I went to meeting after meeting. I took service commitments did a “90 in 90” which means I attended 90 meetings in a 90 day period. Aaron kept going to his meetings and although we ultimately received help from multiple places, we found in our respective 12 step meetings a foundation that was priceless. So although these programs didn’t address PTSD or secondary trauma directly, we felt supported, heard and accepted there at times when we were most afraid to let those closest to us know what was really happening. Our personal life was unpredictable and chaotic. In a 12-step meeting you get structure, dependability, consistency and a loving community of people who are not judging you or giving advice.
Whenever PTSD grabs Aaron, and he becomes his four year old self, he is scared and thinks he’s dying and there is no one in the universe who will help him and that there is no-one he can trust. He’s falling through empty space in the universe and it terrifies him.
Detach with love? Who in their right mind would let a four year old deal with it and not hold them, love them, and make them feel safe at any cost? The difficult part is that he often does not want anyone near him as he does not trust anyone or anything. So I can’t hold him and love him through it.

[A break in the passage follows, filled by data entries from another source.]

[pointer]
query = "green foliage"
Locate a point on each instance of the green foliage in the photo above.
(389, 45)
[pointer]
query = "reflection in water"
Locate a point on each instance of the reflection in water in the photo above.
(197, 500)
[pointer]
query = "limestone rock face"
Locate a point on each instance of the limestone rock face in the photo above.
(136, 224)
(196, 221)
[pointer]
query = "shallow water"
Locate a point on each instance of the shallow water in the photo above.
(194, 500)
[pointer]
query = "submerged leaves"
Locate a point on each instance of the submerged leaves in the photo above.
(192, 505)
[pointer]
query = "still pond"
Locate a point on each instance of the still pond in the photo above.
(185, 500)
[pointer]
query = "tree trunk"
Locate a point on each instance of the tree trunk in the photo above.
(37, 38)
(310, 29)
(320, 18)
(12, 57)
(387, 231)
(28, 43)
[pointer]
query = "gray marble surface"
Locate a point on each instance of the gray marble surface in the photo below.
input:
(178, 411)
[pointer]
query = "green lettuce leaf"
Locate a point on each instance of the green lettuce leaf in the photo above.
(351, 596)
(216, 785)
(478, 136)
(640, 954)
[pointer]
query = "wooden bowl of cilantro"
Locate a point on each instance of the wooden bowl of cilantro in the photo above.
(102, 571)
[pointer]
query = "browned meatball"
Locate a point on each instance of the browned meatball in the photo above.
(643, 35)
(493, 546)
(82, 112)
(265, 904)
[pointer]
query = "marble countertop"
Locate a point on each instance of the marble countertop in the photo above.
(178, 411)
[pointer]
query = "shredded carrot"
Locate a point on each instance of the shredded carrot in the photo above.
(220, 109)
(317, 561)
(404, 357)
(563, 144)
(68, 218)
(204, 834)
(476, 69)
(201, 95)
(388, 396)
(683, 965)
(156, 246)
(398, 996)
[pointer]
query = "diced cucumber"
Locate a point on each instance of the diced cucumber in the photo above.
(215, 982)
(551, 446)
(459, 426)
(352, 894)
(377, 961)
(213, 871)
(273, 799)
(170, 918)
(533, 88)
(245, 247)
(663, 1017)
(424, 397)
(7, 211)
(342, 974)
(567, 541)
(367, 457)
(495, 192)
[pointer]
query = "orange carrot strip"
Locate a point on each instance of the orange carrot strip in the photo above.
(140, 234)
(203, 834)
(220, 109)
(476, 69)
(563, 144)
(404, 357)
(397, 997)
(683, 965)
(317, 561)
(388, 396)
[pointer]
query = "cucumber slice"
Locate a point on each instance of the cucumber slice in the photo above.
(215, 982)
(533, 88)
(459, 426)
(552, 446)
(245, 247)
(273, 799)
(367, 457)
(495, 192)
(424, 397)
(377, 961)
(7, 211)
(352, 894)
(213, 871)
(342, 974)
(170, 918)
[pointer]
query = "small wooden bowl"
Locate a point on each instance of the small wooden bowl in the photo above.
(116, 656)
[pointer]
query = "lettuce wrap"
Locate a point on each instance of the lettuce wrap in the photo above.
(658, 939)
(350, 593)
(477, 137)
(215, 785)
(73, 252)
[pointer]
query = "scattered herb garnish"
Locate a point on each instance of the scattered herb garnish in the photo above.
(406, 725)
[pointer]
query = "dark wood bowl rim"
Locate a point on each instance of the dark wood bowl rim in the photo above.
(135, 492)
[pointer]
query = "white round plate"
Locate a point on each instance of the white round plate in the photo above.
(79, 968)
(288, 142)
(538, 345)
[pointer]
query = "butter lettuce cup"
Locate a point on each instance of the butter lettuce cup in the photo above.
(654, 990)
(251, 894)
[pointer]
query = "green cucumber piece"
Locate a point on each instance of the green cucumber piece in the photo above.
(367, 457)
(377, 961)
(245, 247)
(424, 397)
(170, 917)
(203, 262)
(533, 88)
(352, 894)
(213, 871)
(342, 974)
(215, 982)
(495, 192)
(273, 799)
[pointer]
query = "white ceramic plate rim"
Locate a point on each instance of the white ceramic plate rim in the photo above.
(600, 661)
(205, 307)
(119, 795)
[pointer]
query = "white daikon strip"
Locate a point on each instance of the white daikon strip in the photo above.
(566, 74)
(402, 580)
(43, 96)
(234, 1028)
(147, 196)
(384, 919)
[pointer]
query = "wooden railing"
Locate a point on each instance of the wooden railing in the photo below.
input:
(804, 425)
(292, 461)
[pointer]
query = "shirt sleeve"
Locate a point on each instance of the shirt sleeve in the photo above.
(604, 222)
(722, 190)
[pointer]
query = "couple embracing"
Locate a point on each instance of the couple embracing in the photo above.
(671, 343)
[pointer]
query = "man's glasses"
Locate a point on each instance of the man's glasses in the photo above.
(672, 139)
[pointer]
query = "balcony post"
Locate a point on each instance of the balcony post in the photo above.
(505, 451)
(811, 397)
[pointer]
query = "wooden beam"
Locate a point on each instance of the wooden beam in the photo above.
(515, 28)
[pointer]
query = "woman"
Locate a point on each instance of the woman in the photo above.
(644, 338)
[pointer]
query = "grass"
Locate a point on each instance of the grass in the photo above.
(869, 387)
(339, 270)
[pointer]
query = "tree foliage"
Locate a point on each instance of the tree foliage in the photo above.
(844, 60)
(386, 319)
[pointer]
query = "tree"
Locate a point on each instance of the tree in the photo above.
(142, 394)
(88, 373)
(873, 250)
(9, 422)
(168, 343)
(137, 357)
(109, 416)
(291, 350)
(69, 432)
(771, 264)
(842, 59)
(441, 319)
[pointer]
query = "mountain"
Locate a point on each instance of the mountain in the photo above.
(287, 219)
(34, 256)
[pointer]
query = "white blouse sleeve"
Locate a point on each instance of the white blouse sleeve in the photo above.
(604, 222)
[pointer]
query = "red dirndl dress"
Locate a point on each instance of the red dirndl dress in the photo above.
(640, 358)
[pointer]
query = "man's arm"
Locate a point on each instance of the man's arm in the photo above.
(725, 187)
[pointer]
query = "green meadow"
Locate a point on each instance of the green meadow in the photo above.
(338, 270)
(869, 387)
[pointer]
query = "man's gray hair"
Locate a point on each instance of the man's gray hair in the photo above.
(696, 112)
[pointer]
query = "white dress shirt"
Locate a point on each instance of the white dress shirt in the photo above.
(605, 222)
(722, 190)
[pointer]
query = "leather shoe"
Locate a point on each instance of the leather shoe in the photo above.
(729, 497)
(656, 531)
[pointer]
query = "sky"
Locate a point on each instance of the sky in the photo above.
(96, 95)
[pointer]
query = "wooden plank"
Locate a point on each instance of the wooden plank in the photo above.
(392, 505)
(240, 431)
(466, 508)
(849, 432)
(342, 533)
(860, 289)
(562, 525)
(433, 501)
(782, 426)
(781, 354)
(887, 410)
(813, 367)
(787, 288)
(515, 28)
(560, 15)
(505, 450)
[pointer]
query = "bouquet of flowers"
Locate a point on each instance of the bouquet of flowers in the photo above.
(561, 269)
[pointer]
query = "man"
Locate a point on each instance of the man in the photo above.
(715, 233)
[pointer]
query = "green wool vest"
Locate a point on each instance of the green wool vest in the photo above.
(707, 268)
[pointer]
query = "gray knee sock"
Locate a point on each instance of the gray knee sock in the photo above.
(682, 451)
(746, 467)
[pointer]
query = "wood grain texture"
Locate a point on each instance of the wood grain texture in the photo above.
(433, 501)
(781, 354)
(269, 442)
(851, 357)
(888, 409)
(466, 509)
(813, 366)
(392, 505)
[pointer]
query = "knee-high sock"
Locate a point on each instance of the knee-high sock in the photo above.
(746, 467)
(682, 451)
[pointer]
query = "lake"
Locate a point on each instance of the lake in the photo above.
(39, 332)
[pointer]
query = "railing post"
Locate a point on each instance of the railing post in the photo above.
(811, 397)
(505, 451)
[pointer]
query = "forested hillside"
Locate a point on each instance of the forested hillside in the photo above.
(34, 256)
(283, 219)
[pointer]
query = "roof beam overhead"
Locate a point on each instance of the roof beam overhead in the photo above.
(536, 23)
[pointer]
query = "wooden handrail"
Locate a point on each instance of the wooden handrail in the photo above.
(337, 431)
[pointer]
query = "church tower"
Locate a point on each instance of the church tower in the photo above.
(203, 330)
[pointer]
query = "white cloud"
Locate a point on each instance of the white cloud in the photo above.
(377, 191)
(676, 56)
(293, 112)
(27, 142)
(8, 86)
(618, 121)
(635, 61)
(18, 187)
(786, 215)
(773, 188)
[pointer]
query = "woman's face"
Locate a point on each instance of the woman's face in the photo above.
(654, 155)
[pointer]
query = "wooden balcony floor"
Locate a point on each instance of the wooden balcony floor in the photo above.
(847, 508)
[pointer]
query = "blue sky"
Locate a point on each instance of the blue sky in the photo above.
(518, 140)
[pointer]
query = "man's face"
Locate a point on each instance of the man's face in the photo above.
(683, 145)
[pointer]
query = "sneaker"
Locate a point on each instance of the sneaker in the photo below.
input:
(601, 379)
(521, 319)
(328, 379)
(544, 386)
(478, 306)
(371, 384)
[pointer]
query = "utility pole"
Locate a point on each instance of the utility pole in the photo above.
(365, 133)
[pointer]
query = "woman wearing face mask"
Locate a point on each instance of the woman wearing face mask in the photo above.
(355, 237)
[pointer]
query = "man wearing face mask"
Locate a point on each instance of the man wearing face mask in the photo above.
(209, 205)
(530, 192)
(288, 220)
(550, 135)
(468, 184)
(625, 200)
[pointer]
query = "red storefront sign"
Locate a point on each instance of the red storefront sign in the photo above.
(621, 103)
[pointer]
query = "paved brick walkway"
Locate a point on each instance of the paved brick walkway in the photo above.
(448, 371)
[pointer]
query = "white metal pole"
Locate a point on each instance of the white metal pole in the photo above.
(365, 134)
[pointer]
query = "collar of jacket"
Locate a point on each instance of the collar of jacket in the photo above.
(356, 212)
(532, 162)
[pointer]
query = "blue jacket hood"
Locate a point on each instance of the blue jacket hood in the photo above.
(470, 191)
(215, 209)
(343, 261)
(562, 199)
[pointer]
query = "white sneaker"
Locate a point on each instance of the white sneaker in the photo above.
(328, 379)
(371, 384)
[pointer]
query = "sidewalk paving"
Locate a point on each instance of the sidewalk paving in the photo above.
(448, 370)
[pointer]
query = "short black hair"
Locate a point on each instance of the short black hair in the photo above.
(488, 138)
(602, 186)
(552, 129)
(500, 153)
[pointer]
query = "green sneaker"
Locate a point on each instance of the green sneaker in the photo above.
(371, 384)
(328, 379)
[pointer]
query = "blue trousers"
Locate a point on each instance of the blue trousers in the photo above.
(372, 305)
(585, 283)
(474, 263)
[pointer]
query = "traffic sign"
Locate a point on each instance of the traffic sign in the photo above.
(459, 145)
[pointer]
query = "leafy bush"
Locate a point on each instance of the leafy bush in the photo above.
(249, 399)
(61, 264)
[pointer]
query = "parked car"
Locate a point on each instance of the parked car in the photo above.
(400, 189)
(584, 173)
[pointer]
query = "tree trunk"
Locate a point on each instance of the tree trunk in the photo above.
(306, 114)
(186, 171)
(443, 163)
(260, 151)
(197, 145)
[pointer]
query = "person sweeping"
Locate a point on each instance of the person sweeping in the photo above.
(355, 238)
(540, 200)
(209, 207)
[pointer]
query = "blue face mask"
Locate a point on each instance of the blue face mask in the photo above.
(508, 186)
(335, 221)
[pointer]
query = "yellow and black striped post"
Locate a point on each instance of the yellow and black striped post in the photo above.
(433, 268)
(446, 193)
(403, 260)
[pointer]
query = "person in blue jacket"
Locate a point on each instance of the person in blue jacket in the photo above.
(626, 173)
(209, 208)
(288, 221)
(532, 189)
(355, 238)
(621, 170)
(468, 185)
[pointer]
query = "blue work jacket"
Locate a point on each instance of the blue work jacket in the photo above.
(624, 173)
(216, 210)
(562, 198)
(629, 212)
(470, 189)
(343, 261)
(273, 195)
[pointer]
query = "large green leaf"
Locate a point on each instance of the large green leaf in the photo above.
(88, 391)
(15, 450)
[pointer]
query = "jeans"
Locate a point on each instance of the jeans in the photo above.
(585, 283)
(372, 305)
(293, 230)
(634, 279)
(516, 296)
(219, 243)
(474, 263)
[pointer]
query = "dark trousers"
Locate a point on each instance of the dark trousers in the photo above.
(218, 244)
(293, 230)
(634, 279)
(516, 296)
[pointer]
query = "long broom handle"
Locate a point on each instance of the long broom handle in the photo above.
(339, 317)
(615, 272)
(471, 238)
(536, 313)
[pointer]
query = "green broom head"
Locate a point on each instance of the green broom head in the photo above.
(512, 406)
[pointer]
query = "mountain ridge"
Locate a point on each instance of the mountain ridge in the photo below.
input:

It’s odd. During many of the bubbles, Aaron will respond to me like I am Roman, or Cory, Aaron’s mother and father, his grandparents at whose house he spent the night after it happened, Cory’s sister who walked in and then left the garage while Aaron was being abused. Even the police, who terrified Aaron further by bringing Cory to the front door of Aaron’s home.
These bubbles play out like I’m the culprit and the savior. He is terrified of me, and yet he needs to know I’m not going anywhere. He is frozen with fear that he is being left alone or that he might be left alone. In order to help him and to avoid triggering him further, I’ve had to find my own way of how to be there for him in spite of my feelings. Most people who have experience supporting someone with PTSD learn that they can not show any emotion without making things much worse.
Any negative emotion or bit of upset energy coming from me during a bubble is the equivalent of pouring lighter fluid on a flame. Even though I’m scared, mad, enraged, bitter, tired, frustrated and hurt. I have learned to appear neutral and often times I have to remove myself physically in order for us both to be safe and to hide my energy. Learning to take care of myself is another blog post altogether.
“Linda, does he know how lucky he is? You are so supportive. You’re an amazing person for doing this, for sticking around.” Many people have praised me, and that feels uncomfortable to hear. I feel a great sense of purpose, and that I am needed. We both feel seen, accepted and celebrated every single day by each other and also by our immediate family and friends. Aaron says, “It’s almost like the universe gave us the perfect relationship to help us withstand the ups and downs of living with mental illness.”
I agree.
Featured image by Kate Gillie
This post is part of a series intended to be read in sequence. If you haven’t already, we encourage you to start with 1. INCITING INCIDENT, 1976
Wow. There is so much here to think about. So grateful you guys are saying these words.
i think it’s impressive that you have always been able to separate Aaron’s behavior from his character. somehow from the beginning you seemed to be able to identify that this wasn’t HIM. i find that very impressive. i think people often struggle to do this, even with people they have known for 20 years. or even when we do know the reason behind the behavior, we can’t always tolerate it. you guys are lucky to have found each other.
I agree, Cindy, and Linda’s ability to do this has been one of the greatest blessings of my life. Indeed, this gave me a little bit of safe space to begin to recover. I’ll be forever grateful to Linda.